The combination of a) clear global slowdown signals and b) widespread bottle necks/labour shortages has raised fears of a ‘stagflation’ scenario for the global economy.
In this paper we look at how critical the situation is and which determinants will be important for whether we end up in a prolonged ‘stagflation’ scenario or whether it is simply a short term issue that will prove transitory. It is a supplement to our forecast for the global economy, which we outlined in Big Picture – Delayed delta recovery, 6 September 2021. Here we highlighted a downside risk scenario of stagflation with 30% probability.
While our baseline scenario is that inflation will fall back in 2022 due to lower commodity price inflation, and a soft landing in the global economy, we see a rising risk that labour shortages continue for longer and that potential output has been reduced. Challenges with the delta variant over the winter could prolong freight challenges and hamper labour supply further. A result could be rising wage pressures to levels not seen for a long time and a further increase in inflation expectations.
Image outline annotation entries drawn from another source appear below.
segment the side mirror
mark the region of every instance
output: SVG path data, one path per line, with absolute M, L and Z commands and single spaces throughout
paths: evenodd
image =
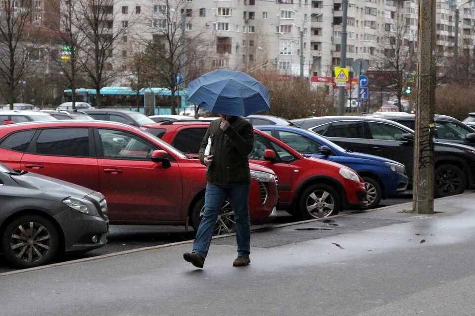
M 266 160 L 275 160 L 276 157 L 276 152 L 272 149 L 266 149 L 264 151 L 264 159 Z
M 162 167 L 164 169 L 168 169 L 172 166 L 168 160 L 168 153 L 165 150 L 154 150 L 150 159 L 153 162 L 162 163 Z
M 332 149 L 328 146 L 324 145 L 320 147 L 320 153 L 324 156 L 330 156 L 332 154 Z
M 475 141 L 475 133 L 469 133 L 465 135 L 465 140 L 469 141 Z
M 409 133 L 403 134 L 401 135 L 401 140 L 404 140 L 405 141 L 410 141 L 411 142 L 414 142 L 414 135 Z

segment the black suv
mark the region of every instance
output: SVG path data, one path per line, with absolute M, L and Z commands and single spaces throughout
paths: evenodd
M 376 114 L 372 117 L 391 120 L 414 129 L 415 114 Z M 451 116 L 435 114 L 435 140 L 475 147 L 475 130 Z
M 344 148 L 403 164 L 412 183 L 414 132 L 407 126 L 368 116 L 324 116 L 291 122 Z M 434 164 L 436 197 L 460 194 L 475 181 L 475 150 L 473 147 L 436 142 Z
M 95 120 L 111 121 L 140 127 L 143 124 L 150 124 L 155 122 L 146 115 L 136 111 L 97 109 L 83 110 Z

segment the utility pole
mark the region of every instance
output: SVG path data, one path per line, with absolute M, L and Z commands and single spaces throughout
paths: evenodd
M 300 80 L 303 80 L 303 26 L 300 30 Z
M 413 210 L 434 213 L 436 0 L 419 0 Z
M 346 67 L 346 20 L 348 19 L 348 0 L 343 0 L 342 2 L 343 9 L 343 21 L 341 25 L 341 46 L 340 51 L 340 67 L 344 68 Z M 338 90 L 338 98 L 339 106 L 338 108 L 338 115 L 343 115 L 345 111 L 345 87 L 339 87 Z

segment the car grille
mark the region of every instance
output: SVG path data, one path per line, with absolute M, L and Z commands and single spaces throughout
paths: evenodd
M 107 220 L 109 217 L 107 216 L 107 202 L 105 199 L 102 199 L 99 202 L 99 205 L 100 206 L 100 213 L 104 219 Z
M 264 205 L 267 202 L 267 199 L 269 198 L 269 183 L 260 182 L 259 186 L 261 188 L 261 203 Z

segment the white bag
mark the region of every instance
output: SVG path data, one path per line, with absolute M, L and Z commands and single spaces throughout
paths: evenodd
M 204 155 L 209 156 L 211 153 L 211 137 L 208 137 L 208 144 L 204 149 Z

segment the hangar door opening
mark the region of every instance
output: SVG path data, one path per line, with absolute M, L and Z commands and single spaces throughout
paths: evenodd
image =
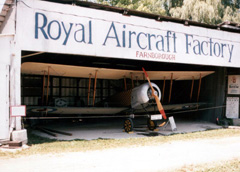
M 211 82 L 216 76 L 215 67 L 51 53 L 29 56 L 31 54 L 34 52 L 23 52 L 22 59 L 22 104 L 27 105 L 28 114 L 125 114 L 124 110 L 131 109 L 129 92 L 147 83 L 142 67 L 160 88 L 161 102 L 167 111 L 196 109 L 215 101 L 214 90 L 218 84 Z M 125 73 L 121 73 L 123 71 Z M 113 100 L 114 95 L 122 95 L 124 103 Z M 156 113 L 156 108 L 151 111 Z M 139 113 L 145 111 L 142 109 Z

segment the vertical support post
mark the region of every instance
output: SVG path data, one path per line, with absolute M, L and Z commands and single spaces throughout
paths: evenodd
M 48 82 L 47 82 L 47 97 L 46 97 L 46 106 L 48 105 L 48 90 L 49 90 L 49 69 L 50 69 L 50 66 L 48 66 Z
M 45 73 L 46 71 L 44 71 L 44 74 L 43 74 L 43 93 L 42 93 L 42 106 L 44 105 L 44 95 L 45 95 Z
M 126 76 L 124 76 L 124 89 L 125 89 L 125 91 L 127 91 L 127 80 L 126 80 Z
M 194 86 L 194 76 L 192 76 L 192 86 L 191 86 L 191 92 L 190 92 L 190 101 L 192 101 L 193 86 Z
M 168 97 L 168 103 L 170 103 L 170 101 L 171 101 L 172 84 L 173 84 L 173 73 L 171 73 L 170 92 L 169 92 L 169 97 Z
M 163 94 L 162 94 L 162 102 L 163 102 L 163 100 L 164 100 L 165 85 L 166 85 L 166 77 L 164 76 L 164 79 L 163 79 Z
M 138 85 L 138 76 L 136 76 L 136 85 Z
M 21 50 L 17 43 L 11 41 L 11 64 L 10 64 L 10 106 L 21 105 Z M 11 118 L 10 133 L 13 128 L 17 131 L 22 129 L 21 117 Z
M 95 72 L 95 81 L 94 81 L 94 90 L 93 90 L 93 106 L 95 104 L 96 87 L 97 87 L 97 70 Z
M 198 85 L 198 97 L 197 97 L 197 102 L 198 102 L 199 96 L 200 96 L 201 83 L 202 83 L 202 74 L 200 73 L 199 85 Z
M 146 78 L 145 78 L 145 74 L 143 73 L 143 81 L 145 82 L 146 81 Z
M 131 80 L 132 80 L 132 89 L 134 88 L 134 83 L 133 83 L 133 74 L 131 73 Z
M 87 105 L 89 106 L 89 97 L 90 97 L 90 91 L 91 91 L 91 76 L 92 74 L 89 74 L 89 80 L 88 80 L 88 99 L 87 99 Z

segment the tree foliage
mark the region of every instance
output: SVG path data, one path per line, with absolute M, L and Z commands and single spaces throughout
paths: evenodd
M 240 0 L 97 0 L 102 4 L 207 24 L 240 23 Z

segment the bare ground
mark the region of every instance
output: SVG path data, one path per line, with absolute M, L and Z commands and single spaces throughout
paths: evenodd
M 240 136 L 0 159 L 0 171 L 168 171 L 233 158 L 240 159 Z

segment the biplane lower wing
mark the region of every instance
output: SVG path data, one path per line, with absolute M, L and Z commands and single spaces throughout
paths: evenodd
M 163 105 L 166 111 L 196 109 L 205 103 L 183 103 Z M 156 111 L 156 106 L 146 107 L 148 112 Z M 129 107 L 53 107 L 53 106 L 27 106 L 27 114 L 47 113 L 52 115 L 121 115 L 121 112 L 131 111 Z M 134 110 L 134 113 L 144 113 L 143 109 Z

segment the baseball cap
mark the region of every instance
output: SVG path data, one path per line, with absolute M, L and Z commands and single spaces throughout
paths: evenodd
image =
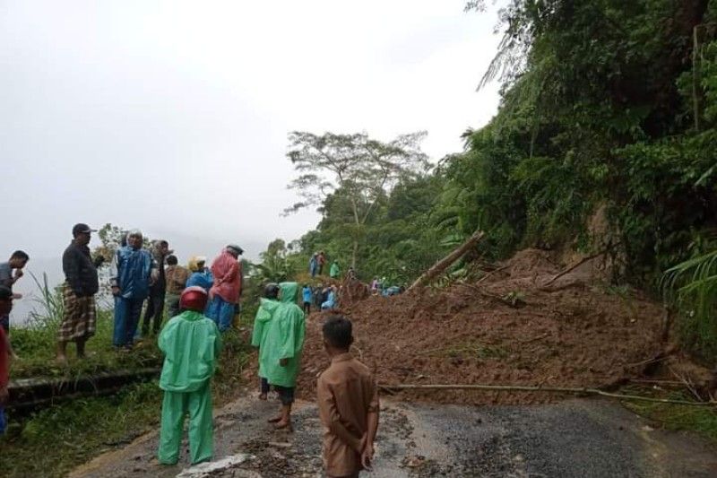
M 229 244 L 227 246 L 228 249 L 234 249 L 237 251 L 238 254 L 242 255 L 244 254 L 244 249 L 237 246 L 236 244 Z
M 97 230 L 90 229 L 90 226 L 83 224 L 82 222 L 73 226 L 73 236 L 76 236 L 77 234 L 86 234 L 89 232 L 97 232 Z
M 9 287 L 0 285 L 0 300 L 7 300 L 8 299 L 15 299 L 15 294 Z

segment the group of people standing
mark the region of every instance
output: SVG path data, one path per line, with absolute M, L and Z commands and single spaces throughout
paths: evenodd
M 98 267 L 103 259 L 91 257 L 89 243 L 93 231 L 87 224 L 75 224 L 73 239 L 63 254 L 65 282 L 61 286 L 65 315 L 57 333 L 60 361 L 66 361 L 69 342 L 76 343 L 78 356 L 83 357 L 85 343 L 95 333 Z M 158 344 L 165 354 L 160 378 L 164 398 L 159 460 L 168 465 L 178 461 L 184 421 L 188 414 L 191 461 L 207 461 L 213 456 L 211 380 L 221 351 L 221 331 L 230 327 L 238 310 L 242 289 L 238 258 L 243 250 L 230 244 L 211 268 L 206 267 L 205 257 L 195 256 L 189 261 L 187 270 L 178 265 L 167 241 L 156 241 L 151 250 L 144 248 L 143 243 L 142 232 L 132 230 L 113 257 L 113 342 L 120 350 L 133 347 L 146 301 L 143 335 L 159 333 Z M 5 426 L 3 405 L 7 400 L 12 356 L 6 322 L 13 300 L 19 297 L 13 293 L 12 286 L 22 276 L 28 260 L 27 254 L 16 251 L 8 263 L 0 264 L 0 433 Z M 334 264 L 338 267 L 338 263 Z M 321 274 L 320 268 L 317 272 Z M 335 300 L 335 288 L 327 291 L 327 300 Z M 306 316 L 298 305 L 298 291 L 297 282 L 268 284 L 252 333 L 252 345 L 258 349 L 259 398 L 268 399 L 273 388 L 281 409 L 269 422 L 277 430 L 289 431 L 293 429 L 291 407 L 306 337 Z M 305 301 L 307 297 L 305 288 Z M 171 318 L 162 327 L 165 306 Z M 320 375 L 317 384 L 319 418 L 324 426 L 325 470 L 332 477 L 358 476 L 361 469 L 370 466 L 374 454 L 378 426 L 376 381 L 368 369 L 349 352 L 353 341 L 349 319 L 329 317 L 323 326 L 323 335 L 331 358 L 331 366 Z
M 166 240 L 155 241 L 151 251 L 143 248 L 143 241 L 142 232 L 132 230 L 127 234 L 126 244 L 115 255 L 110 278 L 115 297 L 114 345 L 132 349 L 145 300 L 142 335 L 157 335 L 165 304 L 169 317 L 174 317 L 179 312 L 182 291 L 192 286 L 200 286 L 208 294 L 206 314 L 219 330 L 229 330 L 239 309 L 243 282 L 239 256 L 243 249 L 229 244 L 214 259 L 211 270 L 204 266 L 205 258 L 199 261 L 195 257 L 189 264 L 192 270 L 187 271 L 178 265 Z
M 308 273 L 311 274 L 312 278 L 324 274 L 324 266 L 326 265 L 326 254 L 323 250 L 315 252 L 311 256 L 311 258 L 308 260 Z M 334 259 L 329 268 L 329 276 L 332 279 L 338 280 L 341 274 L 341 268 L 339 265 L 339 261 Z

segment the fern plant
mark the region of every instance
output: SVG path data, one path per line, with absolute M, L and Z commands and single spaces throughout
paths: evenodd
M 669 269 L 662 288 L 680 310 L 683 340 L 705 357 L 717 357 L 717 249 Z

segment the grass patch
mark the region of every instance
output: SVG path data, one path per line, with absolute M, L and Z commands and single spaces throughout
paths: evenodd
M 47 291 L 47 284 L 46 284 Z M 56 295 L 43 294 L 40 311 L 26 328 L 13 328 L 11 340 L 20 359 L 14 361 L 11 378 L 27 377 L 79 377 L 100 371 L 161 366 L 163 357 L 156 340 L 147 340 L 130 353 L 112 347 L 111 311 L 99 311 L 95 336 L 87 343 L 91 357 L 74 358 L 68 345 L 69 363 L 55 362 L 56 334 L 62 317 Z M 251 347 L 244 317 L 238 328 L 227 332 L 224 349 L 212 379 L 215 406 L 236 397 L 242 372 L 249 362 Z M 160 422 L 162 391 L 158 381 L 124 387 L 112 396 L 88 397 L 61 402 L 30 416 L 10 416 L 4 437 L 0 437 L 0 470 L 4 478 L 60 477 L 93 456 L 123 446 L 154 430 Z
M 73 400 L 12 422 L 0 439 L 3 475 L 65 476 L 92 456 L 155 428 L 161 399 L 157 383 L 147 382 L 114 396 Z
M 635 395 L 654 395 L 644 388 L 622 390 Z M 695 397 L 683 392 L 669 392 L 660 395 L 672 400 L 695 400 Z M 630 411 L 642 415 L 663 430 L 693 431 L 717 443 L 717 410 L 708 406 L 689 406 L 650 402 L 623 402 Z

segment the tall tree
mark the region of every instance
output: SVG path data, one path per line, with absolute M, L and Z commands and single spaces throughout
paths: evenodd
M 383 143 L 365 133 L 318 135 L 292 132 L 287 157 L 299 176 L 289 187 L 296 189 L 302 200 L 285 213 L 321 205 L 340 191 L 351 211 L 351 227 L 347 227 L 347 231 L 353 243 L 351 265 L 356 267 L 364 225 L 376 202 L 401 178 L 428 169 L 428 156 L 420 149 L 425 137 L 426 132 L 421 131 Z

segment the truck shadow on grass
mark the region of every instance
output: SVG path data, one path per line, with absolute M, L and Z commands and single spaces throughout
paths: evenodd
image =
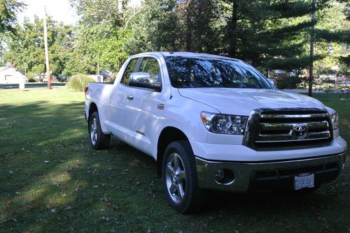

Economic stagnation and persistent inflation pressures would be a ‘stagflationary’ scenario that would require central banks to tighten policy despite weaker economies. The Fed would likely be patient in making a verdict on the persistence of higher inflation but would eventually tighten faster from 6M-24M if inflation expectations was to be de-anchored. We also expect the ECB to allow inflation to increase for some time but action could be taken in H2 2022 if inflation pressures stay elevated during H1 and inflation expectations increases further. In a follow-up piece we will look closer at the market implications of such a scenario.
Recent economic data have highlighted the risk of a stagflationary scenario in which growth weakens more than expected but high inflation pressures continue. Being a combination of ‘stagnation’ and ‘inflation’ the best word to describe it in our view is stagflation, although this case of stagflation would be very different from the stagflation seen in the 1970’s where the label was first used (see box 1 at the end of the paper). A stagflation scenario is triggered by a negative supply shock, which reduces the potential output of the economy and thus pushes up inflation if demand is not ‘allowed’ to decline by policy makers through a tightening of policy. If economic policy even aims to lift demand with accommodative policy (as in the 1970’s) the inflation outcome is even worse (see box 2 for an explanation of the stagflation dynamics in a demand-supply diagram).